Par souci du contraste sans doute ( ? ) la conceptrice du spectacle ( Anne-Marie Philipe ) a chargé un seul et même comédien de faire revivre les trois personnages masculins sélectionnés, à savoir : Jacques Laurent Bost, Nelson Algren et bien entendu Jean-Paul Sartre. Pour ce faire, Alexandre Laval limitera ses transformations au port d'une veste à carreaux, à l'utilisation d'une pipe ou à la présence de lunettes.

Quand tout commence, nous sommes en 1938 et celle que Sartre allait surnommer " Le Castor " a 30 ans.

C'est Anne-Marie Philipe qui d'emblée joue les choeurs antiques pour bien situer l'action. Par la suite, les échanges avec Jean-Paul Sartre lui reviendront.

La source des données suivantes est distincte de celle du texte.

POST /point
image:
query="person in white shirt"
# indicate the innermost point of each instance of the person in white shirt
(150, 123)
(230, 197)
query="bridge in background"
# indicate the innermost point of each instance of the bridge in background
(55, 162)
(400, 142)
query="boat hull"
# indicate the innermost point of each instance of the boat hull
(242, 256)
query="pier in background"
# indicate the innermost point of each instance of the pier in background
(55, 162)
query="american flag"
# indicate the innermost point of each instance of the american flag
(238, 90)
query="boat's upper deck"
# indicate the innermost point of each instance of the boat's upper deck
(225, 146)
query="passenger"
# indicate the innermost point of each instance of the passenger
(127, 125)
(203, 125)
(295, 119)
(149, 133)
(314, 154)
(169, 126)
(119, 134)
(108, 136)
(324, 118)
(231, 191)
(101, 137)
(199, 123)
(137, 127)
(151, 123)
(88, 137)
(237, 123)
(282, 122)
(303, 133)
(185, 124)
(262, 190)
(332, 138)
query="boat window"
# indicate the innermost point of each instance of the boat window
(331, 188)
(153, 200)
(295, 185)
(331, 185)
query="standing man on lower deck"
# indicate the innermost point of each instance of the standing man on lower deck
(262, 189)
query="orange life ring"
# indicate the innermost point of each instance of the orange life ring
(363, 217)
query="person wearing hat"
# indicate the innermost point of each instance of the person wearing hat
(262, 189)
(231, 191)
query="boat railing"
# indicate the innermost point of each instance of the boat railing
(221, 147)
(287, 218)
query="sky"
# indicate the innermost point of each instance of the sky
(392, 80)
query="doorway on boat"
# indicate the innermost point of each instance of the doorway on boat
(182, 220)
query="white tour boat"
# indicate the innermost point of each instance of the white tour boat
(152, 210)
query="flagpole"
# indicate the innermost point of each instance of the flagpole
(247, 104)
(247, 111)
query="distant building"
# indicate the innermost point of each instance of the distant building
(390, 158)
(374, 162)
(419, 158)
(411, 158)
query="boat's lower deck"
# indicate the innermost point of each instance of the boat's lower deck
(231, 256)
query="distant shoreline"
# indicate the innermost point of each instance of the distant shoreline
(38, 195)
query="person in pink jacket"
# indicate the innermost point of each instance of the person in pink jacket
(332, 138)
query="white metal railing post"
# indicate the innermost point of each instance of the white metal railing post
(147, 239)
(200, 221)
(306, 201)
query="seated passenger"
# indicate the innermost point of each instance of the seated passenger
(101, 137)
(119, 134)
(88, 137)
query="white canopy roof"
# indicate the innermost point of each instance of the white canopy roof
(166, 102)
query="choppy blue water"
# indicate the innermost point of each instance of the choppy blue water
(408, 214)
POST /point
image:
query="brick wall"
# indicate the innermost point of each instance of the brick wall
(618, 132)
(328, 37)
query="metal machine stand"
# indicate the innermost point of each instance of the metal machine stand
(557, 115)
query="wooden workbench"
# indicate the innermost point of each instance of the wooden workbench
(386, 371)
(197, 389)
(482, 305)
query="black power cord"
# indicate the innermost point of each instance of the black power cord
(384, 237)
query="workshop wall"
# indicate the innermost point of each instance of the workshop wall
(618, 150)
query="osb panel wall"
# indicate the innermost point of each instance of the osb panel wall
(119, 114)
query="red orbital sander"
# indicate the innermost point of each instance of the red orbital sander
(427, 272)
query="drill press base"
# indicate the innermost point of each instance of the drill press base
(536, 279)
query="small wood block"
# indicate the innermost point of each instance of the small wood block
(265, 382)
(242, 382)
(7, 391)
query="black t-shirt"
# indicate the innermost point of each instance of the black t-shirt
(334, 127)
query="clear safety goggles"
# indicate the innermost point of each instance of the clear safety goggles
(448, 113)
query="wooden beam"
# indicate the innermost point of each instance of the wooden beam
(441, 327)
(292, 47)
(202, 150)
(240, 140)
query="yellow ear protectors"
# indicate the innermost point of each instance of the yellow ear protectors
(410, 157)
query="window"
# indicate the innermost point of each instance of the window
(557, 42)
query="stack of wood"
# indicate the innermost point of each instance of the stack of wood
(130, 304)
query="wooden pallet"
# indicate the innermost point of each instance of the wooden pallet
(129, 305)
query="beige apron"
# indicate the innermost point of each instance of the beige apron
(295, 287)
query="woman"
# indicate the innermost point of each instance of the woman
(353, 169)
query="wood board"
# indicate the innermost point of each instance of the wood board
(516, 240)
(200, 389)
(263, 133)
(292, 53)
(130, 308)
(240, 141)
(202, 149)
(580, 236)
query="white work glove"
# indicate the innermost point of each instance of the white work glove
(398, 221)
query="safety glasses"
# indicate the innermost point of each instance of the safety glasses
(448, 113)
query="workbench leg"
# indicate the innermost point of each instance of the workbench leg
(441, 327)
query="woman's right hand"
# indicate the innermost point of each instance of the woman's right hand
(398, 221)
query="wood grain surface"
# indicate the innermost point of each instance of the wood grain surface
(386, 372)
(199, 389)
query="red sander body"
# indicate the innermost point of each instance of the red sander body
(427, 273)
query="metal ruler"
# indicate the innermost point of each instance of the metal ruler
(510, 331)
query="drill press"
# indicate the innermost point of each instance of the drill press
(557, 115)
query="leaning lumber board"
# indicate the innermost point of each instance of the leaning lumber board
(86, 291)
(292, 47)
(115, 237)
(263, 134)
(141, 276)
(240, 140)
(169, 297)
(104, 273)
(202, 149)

Afin d'illustrer ces amours contingentes ( sic ) - parallèles dirons-nous - ne voyez là aucun jugement de ma part, chacun étant libre de vivre comme il l'entend - Camille Lockhart sera la Simone de Jacques Laurent Bost, cet élève de Sartre qui ne ménage pas son maître n'hésitant pas à le traiter de " médiocre " allant même jusqu'à le qualifier de " non valeur. "

Simone étant censée tout rapporter au pape de l'existentialisme, quelle fut alors la réaction de ce dernier ?  Mystère !

Aurélie Noblesse a hérité du privilège d'être la Simone de Nelson Algren - la plus passionnée des trois - mais sans doute que l'objet de son intérêt possédait un charme que les autres n'avaient pas ( au même degré, du moins ).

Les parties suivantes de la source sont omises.